Here δ is the phase difference arising from both path length differences and initial phase difference. If the waves emanated from the sources are such that the electric field vectors oscillate in the same direction ( known also as linear polarisation ) then: $\vec{E}_{01} \,||\,\vec{E}_{02}$ and $I_{12}=E_{01}\,E_{02}\,\cos\, \delta$. In that case: $I_1=\langle E_{1}\,^2\rangle _T=\frac{(E_{01})^2}{2}$ and $I_2=\langle E_{2}\,^2\rangle_T=\frac{(E_{02})^2}{2}$ also $I_{\,1\,2}=2\,\sqrt{I_1 \,I_2}\, \cos \, (\delta)$.

So the total irradiance equals to the individual irradiances and the interference term; $\boxed{ I=I_1+I_2+2\,\sqrt{I_1\, I_2}\, \cos \, (\delta)}$.
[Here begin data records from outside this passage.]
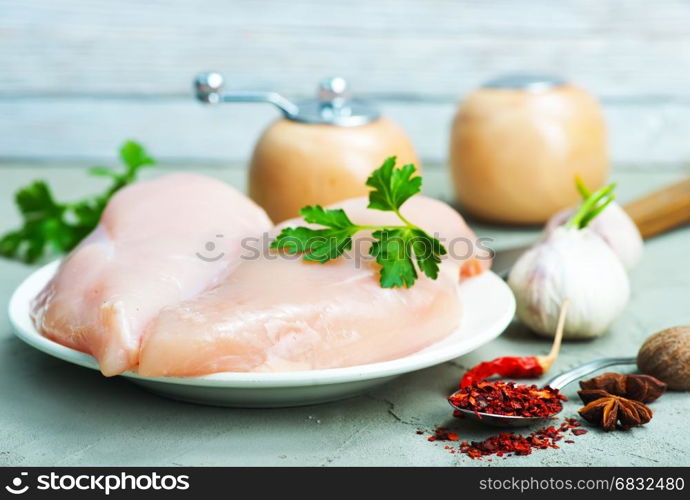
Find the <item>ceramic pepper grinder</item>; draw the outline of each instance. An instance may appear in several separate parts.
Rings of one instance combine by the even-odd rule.
[[[597,101],[562,79],[510,75],[472,92],[453,122],[449,164],[460,204],[496,223],[541,224],[609,171]]]
[[[323,80],[316,99],[298,103],[275,92],[226,92],[218,73],[199,75],[196,90],[206,103],[269,102],[282,112],[259,138],[249,167],[249,195],[273,222],[299,215],[305,205],[366,195],[367,177],[389,156],[419,166],[405,132],[350,99],[343,78]]]

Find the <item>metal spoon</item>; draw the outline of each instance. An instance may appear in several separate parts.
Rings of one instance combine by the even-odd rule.
[[[605,368],[607,366],[613,366],[613,365],[634,365],[637,363],[636,358],[603,358],[603,359],[597,359],[595,361],[590,361],[589,363],[585,363],[584,365],[578,366],[576,368],[573,368],[572,370],[565,371],[563,373],[560,373],[553,377],[551,380],[549,380],[546,385],[552,387],[553,389],[558,389],[561,390],[563,389],[566,385],[570,384],[571,382],[576,381],[577,379],[584,377],[585,375],[589,375],[590,373],[593,373],[597,370],[600,370],[601,368]],[[451,398],[458,394],[460,390],[455,391],[453,394],[451,394]],[[546,421],[547,419],[553,417],[554,415],[558,415],[559,412],[554,413],[553,415],[549,415],[548,417],[520,417],[520,416],[506,416],[506,415],[493,415],[491,413],[475,413],[471,410],[466,410],[464,408],[458,408],[455,406],[450,398],[448,400],[450,405],[455,408],[456,410],[460,411],[465,415],[467,418],[471,418],[473,420],[476,420],[477,422],[481,422],[483,424],[487,425],[493,425],[495,427],[526,427],[529,425],[536,425],[538,423],[542,423]],[[561,406],[561,411],[563,410],[563,407]]]

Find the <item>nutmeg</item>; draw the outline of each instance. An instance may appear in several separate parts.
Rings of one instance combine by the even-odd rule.
[[[669,389],[690,390],[690,326],[667,328],[645,340],[637,367],[666,382]]]

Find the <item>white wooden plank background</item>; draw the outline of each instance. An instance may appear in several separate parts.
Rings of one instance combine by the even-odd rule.
[[[421,157],[443,164],[452,103],[385,102],[382,111],[412,136]],[[622,168],[683,168],[690,159],[690,107],[607,106],[611,153]],[[124,138],[142,140],[167,162],[243,165],[268,106],[205,107],[188,99],[0,100],[0,161],[100,161]]]
[[[136,137],[167,161],[242,164],[275,113],[196,105],[213,68],[297,98],[342,74],[442,163],[457,99],[535,70],[602,99],[622,168],[677,168],[688,26],[683,0],[0,0],[0,160],[95,161]]]

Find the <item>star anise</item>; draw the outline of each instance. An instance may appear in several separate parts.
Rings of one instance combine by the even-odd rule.
[[[580,382],[583,389],[602,389],[614,396],[622,396],[643,403],[651,403],[666,392],[666,384],[651,375],[604,373]]]
[[[578,391],[585,406],[578,412],[582,418],[604,430],[630,429],[643,425],[652,419],[652,410],[647,405],[632,399],[610,394],[603,389]]]

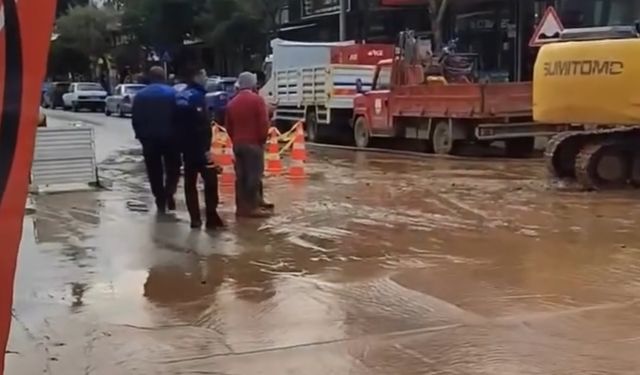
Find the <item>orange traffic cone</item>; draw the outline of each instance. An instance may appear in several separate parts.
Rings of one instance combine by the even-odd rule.
[[[298,121],[294,126],[296,130],[293,136],[293,146],[291,147],[291,158],[307,161],[307,149],[304,146],[304,125],[301,121]]]
[[[236,181],[233,169],[233,144],[227,130],[220,125],[214,125],[211,143],[212,161],[222,168],[220,185],[233,186]]]
[[[292,180],[301,180],[307,177],[304,171],[304,162],[307,160],[307,150],[304,146],[304,129],[302,122],[298,122],[295,127],[293,146],[291,148],[289,178]]]
[[[267,152],[265,154],[266,166],[264,169],[265,173],[271,176],[277,176],[282,173],[278,136],[280,136],[278,129],[271,127],[269,129],[269,140],[267,141]]]

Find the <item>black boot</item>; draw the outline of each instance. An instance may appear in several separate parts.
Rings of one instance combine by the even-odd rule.
[[[202,220],[191,220],[191,229],[200,229],[202,228]]]
[[[176,200],[173,197],[167,198],[167,210],[175,211],[176,210]]]
[[[158,213],[160,215],[164,215],[167,213],[167,203],[164,199],[156,199],[156,208],[158,209]]]
[[[224,221],[218,213],[207,215],[207,229],[219,229],[224,228]]]

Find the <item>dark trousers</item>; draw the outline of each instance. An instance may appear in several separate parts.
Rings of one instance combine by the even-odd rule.
[[[234,145],[236,169],[236,209],[254,211],[262,202],[264,150],[258,145]]]
[[[158,208],[164,210],[167,200],[172,199],[178,190],[182,165],[180,151],[170,142],[143,141],[142,154],[151,193]]]
[[[218,216],[218,174],[214,169],[199,164],[184,165],[184,196],[192,223],[199,223],[200,200],[198,199],[198,176],[204,181],[204,203],[207,223],[215,224]]]

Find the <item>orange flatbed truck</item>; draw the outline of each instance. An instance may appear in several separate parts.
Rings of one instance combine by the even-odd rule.
[[[436,154],[455,154],[464,142],[504,141],[508,156],[523,157],[535,137],[568,130],[568,125],[534,123],[531,82],[447,83],[427,76],[422,64],[402,54],[380,61],[373,88],[354,100],[356,146],[373,137],[424,140]]]

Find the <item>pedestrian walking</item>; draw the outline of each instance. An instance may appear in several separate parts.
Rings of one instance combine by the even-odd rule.
[[[267,217],[273,205],[263,200],[264,144],[269,133],[269,118],[264,100],[255,92],[253,73],[238,76],[238,94],[229,102],[225,127],[233,142],[236,169],[236,214]]]
[[[176,93],[175,128],[184,160],[184,193],[191,219],[191,228],[202,227],[198,176],[204,182],[204,202],[207,229],[223,227],[218,215],[218,172],[209,155],[212,130],[205,102],[204,88],[207,76],[204,71],[188,70],[187,87]]]
[[[182,164],[172,121],[176,91],[164,83],[164,77],[164,69],[152,67],[150,84],[136,94],[131,110],[133,131],[142,144],[151,192],[161,214],[176,209]]]

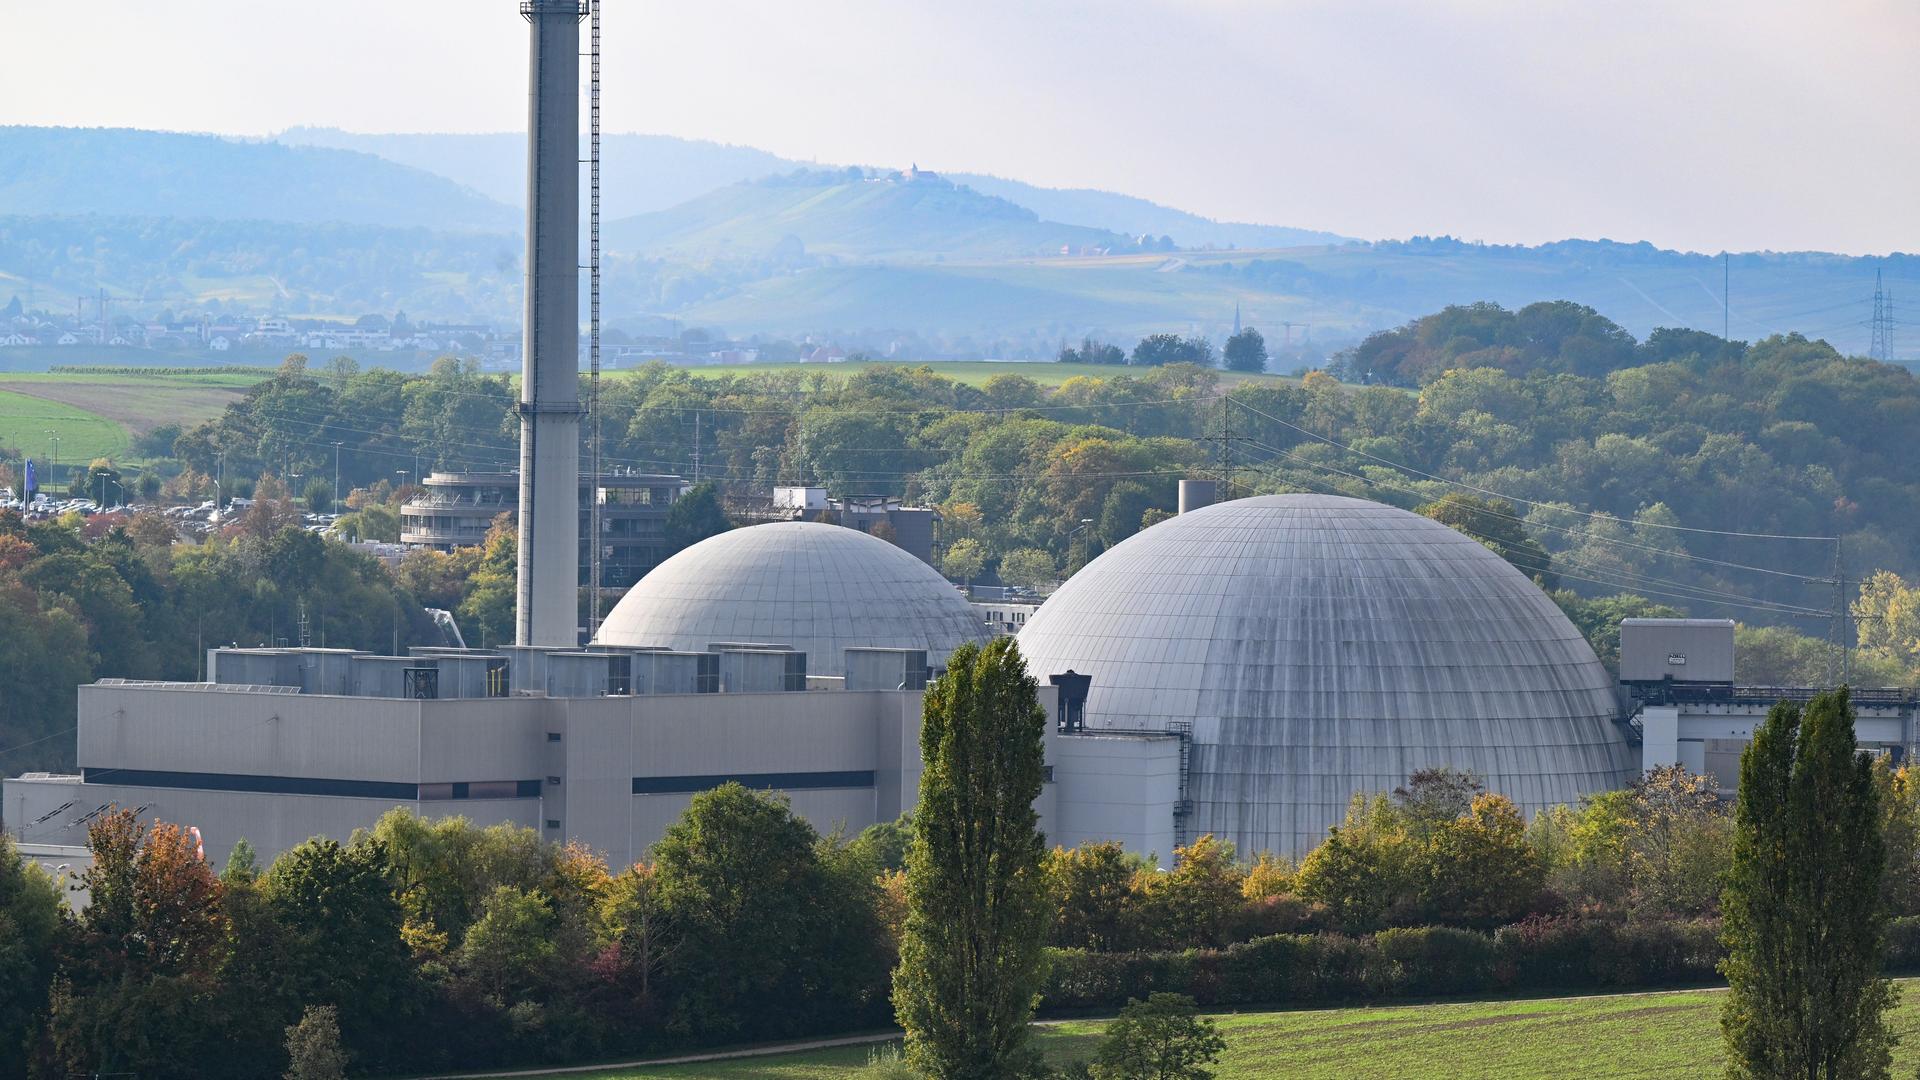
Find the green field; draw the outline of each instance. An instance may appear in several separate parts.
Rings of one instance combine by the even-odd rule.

Constructive and destructive interference

Total constructive interference
in the above equation we see that maximum irradiance occurs when cos δ is 1; $I_{max}=I_1 + I_2 + 2\,\sqrt{I_1\,I_2}$, this represents the condition of total constructive interference and it is possible when phase difference δ equals angles that are integral multiples of 2 π. i.e. $\delta = 0,\pm \,2\pi , \pm \,4\pi \,...$. In this situation the waves from different sources are said to be in phase. The troughs overlap with troughs and crests overlap with crests.
Constructive interference
when cos δ is between 0 and 1 waves are still partially in phase — that is not completely out of phase, such a situation is known as constructive interference. In this case: I1 + I2 < I < Imax.
No interference
when δ = π/2, i.e. cos π = 0, that is optical disturbances are 900 out of phase this implies I = I1 + I2.
Condition of destructive interference
when cos δ lies between 0 and – 1, that is: 0 > cos δ > – 1 waves are partially out of phase. This is known as the condition of destructive interference. We have I1 + I2 > I > Imin.
Total destructive interference
minimum amount of irradiance occurs when waves are 1800 out of phase, the troughs overlap with crests and vice-a-versa. cos δ is -1. $I_{min}=I_1 + I_2 - 2\,\sqrt{I_1\,I_2}$, this occurs when the phase difference is equal to odd integral multiples of π … i.e. $\delta = \pm \,\pi ,\, \pm \,3\pi, \,\, \pm \,5\pi \,...$. This is known as total destructive interference.
Amplitudes of the two sources are same
when amplitudes of the source S1 and S2 are the same that is if 01 = E 02 then I= I= I0, in this case the total irradiance, the minimum irradiance and the maximum irradiance are as follows: $I=2\,I_0\,(\,1+\cos\,\delta\,) = 4\,I_0\, \cos^2\, \Big({\frac{\delta}{2}}\Big)$ and $\boxed { I_{min}=0,\, I_{max}=4\,I_0}$.